L'OGC Nice en deuil

Eric Roy, une empreinte indélébile au Gym

L’OGC Nice a appris avec une infinie tristesse la disparition d’un historique de la maison rouge et noire. Éric Roy nous a quittés ce mercredi à l’âge de 58 ans des suites d’une longue maladie, a informé sa famille sur les réseaux sociaux.

Fils de Serge, un autre grand Aiglon, le natif de Nice a eu plusieurs vies sous les couleurs du Gym. Formé au club et lancé en pro en 1988, il a disputé 154 rencontres avec le maillot frappé de l’aigle, au poste de milieu de terrain, au tout début (1988-1992) puis à la toute fin (2002-2004) de sa carrière de joueur qui l’aura notamment vu évoluer à Lyon, Marseille et Sunderland.

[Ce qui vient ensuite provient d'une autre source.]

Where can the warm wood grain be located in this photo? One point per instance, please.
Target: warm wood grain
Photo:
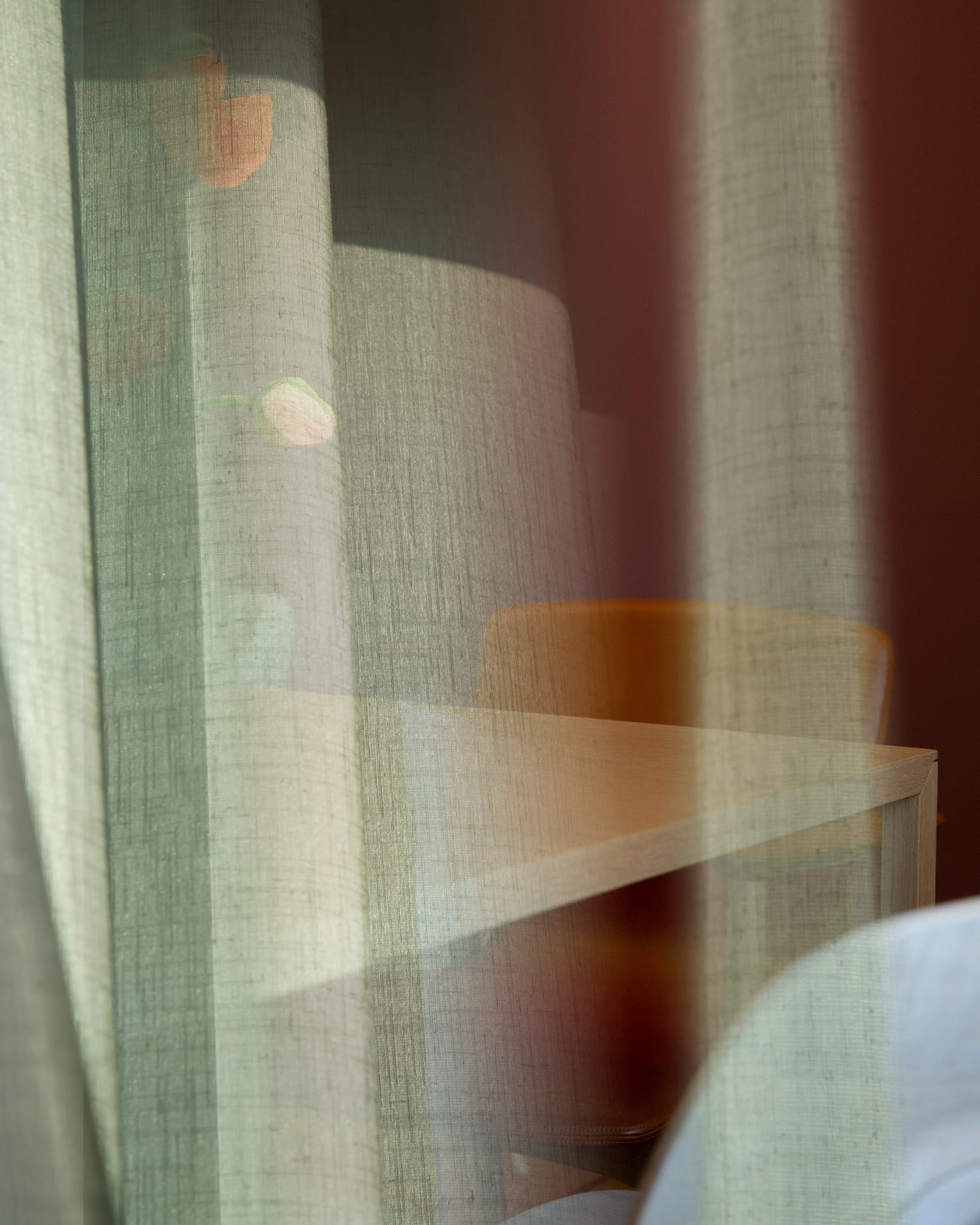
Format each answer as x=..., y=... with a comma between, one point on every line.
x=519, y=813
x=505, y=815
x=908, y=849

Les crampons raccrochés, la voie s’est naturellement tracée, toujours dans le football, toujours au Gym. Au marketing, à la direction sportive, puis au plus près du terrain quand l’avenir du club en Ligue 1 s’obscurcissait et que celles et ceux qui avaient l’âme OGC Nice étaient revenus à son chevet. Le maintien sera décroché en 2010, avant de prolonger sur le banc la saison suivante, jusqu’à son remplacement en novembre 2011 par son ami René Marsiglia. Manager général de l’OGC Nice jusqu’en 2012, il renouera ensuite avec le vestiaire et le poste d’entraîneur à Brest en 2023, forçant l’admiration de tous en guidant ses ouailles bretonnes jusqu’en Champions League, après une expérience de consultant et une autre de directeur sportif à Lens et Watford.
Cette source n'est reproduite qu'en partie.